UMaine not top-heavy

A recent BDN story included a suggestion, attributed to a professor at another University of Maine System institution, that Maine’s flagship university in Orono has too many administrators. This erroneous contention is easily refuted with data UMS routinely submits to the federal government.

These data show 2.3 percent of the UMaine (Orono) staff classified as “executive/administrative/managerial.” This is the second-lowest percentage of any UMS university.

Given UMaine’s land-grant mission — which includes research, service and outreach requiring extensive managerial oversight — a better comparison involves the five other New England state universities. Here, too, UMaine’s percentage is the second lowest. Similarly, the UMaine percentage is smaller than that for 11 of 12 national rural land-grant peers.

Like all Maine institutions, UMaine has been aggressively reducing costs for years. We have eliminated more than 100 positions, realized new efficiencies (including reducing energy costs by more than $3 million), and cut overhead through creative means like outsourcing student health care to a private company (saving another $1 million). These efforts continue as we work to reduce next year’s budget by another $8.6 million.

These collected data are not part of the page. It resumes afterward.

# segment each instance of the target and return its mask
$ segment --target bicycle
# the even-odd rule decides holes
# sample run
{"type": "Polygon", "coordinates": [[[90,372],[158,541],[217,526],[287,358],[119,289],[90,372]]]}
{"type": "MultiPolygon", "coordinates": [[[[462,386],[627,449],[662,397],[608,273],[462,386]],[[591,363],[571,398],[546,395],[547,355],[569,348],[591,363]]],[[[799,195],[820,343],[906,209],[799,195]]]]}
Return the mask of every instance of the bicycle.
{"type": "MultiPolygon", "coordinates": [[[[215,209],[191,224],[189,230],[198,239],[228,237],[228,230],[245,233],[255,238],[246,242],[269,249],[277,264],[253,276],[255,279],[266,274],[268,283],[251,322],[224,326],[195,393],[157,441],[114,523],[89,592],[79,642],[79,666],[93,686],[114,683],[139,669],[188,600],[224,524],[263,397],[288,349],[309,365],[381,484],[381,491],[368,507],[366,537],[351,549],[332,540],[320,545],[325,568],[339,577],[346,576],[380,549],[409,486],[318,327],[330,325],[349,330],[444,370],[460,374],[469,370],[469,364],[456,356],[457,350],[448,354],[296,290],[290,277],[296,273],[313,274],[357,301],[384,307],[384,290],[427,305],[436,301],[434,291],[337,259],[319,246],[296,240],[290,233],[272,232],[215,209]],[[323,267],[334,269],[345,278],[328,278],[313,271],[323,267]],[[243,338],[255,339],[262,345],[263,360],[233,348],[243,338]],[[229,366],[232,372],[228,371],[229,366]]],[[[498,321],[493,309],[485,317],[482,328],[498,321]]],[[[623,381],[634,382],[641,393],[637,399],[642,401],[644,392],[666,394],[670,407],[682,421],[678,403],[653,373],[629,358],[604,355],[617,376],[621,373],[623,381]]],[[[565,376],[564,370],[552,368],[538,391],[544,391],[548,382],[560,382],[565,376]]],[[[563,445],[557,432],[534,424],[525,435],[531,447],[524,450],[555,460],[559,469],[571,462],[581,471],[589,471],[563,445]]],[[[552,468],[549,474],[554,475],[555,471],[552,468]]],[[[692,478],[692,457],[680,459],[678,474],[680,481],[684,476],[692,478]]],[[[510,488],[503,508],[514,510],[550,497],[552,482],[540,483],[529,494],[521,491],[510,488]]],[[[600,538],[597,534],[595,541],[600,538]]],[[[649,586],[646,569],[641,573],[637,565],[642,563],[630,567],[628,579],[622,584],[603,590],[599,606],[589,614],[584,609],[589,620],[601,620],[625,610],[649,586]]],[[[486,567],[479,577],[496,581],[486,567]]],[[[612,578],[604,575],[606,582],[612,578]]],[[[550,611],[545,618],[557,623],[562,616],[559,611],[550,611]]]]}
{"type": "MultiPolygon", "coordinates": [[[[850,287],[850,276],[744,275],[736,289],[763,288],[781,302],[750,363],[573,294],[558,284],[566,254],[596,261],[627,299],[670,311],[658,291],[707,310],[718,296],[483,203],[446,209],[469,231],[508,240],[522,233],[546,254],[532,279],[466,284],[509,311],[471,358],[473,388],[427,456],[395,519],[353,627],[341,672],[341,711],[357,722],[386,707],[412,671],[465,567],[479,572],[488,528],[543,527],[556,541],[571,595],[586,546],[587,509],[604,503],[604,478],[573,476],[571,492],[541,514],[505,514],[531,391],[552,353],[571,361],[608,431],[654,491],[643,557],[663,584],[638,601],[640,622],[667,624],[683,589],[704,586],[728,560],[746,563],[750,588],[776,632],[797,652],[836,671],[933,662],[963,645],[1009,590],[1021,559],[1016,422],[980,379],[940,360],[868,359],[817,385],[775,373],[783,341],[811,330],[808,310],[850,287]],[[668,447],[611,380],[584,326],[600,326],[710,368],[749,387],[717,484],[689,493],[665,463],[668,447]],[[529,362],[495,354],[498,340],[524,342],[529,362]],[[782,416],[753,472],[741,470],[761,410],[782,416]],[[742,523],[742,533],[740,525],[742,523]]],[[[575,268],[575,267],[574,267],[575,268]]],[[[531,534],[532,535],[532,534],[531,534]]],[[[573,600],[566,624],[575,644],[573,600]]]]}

These concerns amplify the importance of the current taskforce effort to find more sustainable ways to provide public university education.

Systemic change is necessary because continuing cuts will drive us all to mediocrity — the opposite of what Maine needs. The solution lies in a transformed structure where Maine’s universities work together to create the most affordable means for providing the highest quality education possible to support Maine’s people and its economy.

Janet Waldron

vice president for administration and finance

University of Maine

• • •

No bailout for AIG

I just got done reading the article about “AIG holding our government hostage.”

Talk about terrorism… what could be worse? If AIG has 74 million customers world wide and in more than 130 countries, let the other countries bail them out this time.

If I could not pay my bills, then my employees would go without. My clients would have to find someone else and etc. My government would not bail me and a million other small businesses out, and I live here and pay taxes here. I am sorry but I do not feel that my taxes should be used to bail out customers in other countries.

We do not get to go on major trips and get great big bonuses on the government either. We have to use control in managing our money. It is time others do the same thing.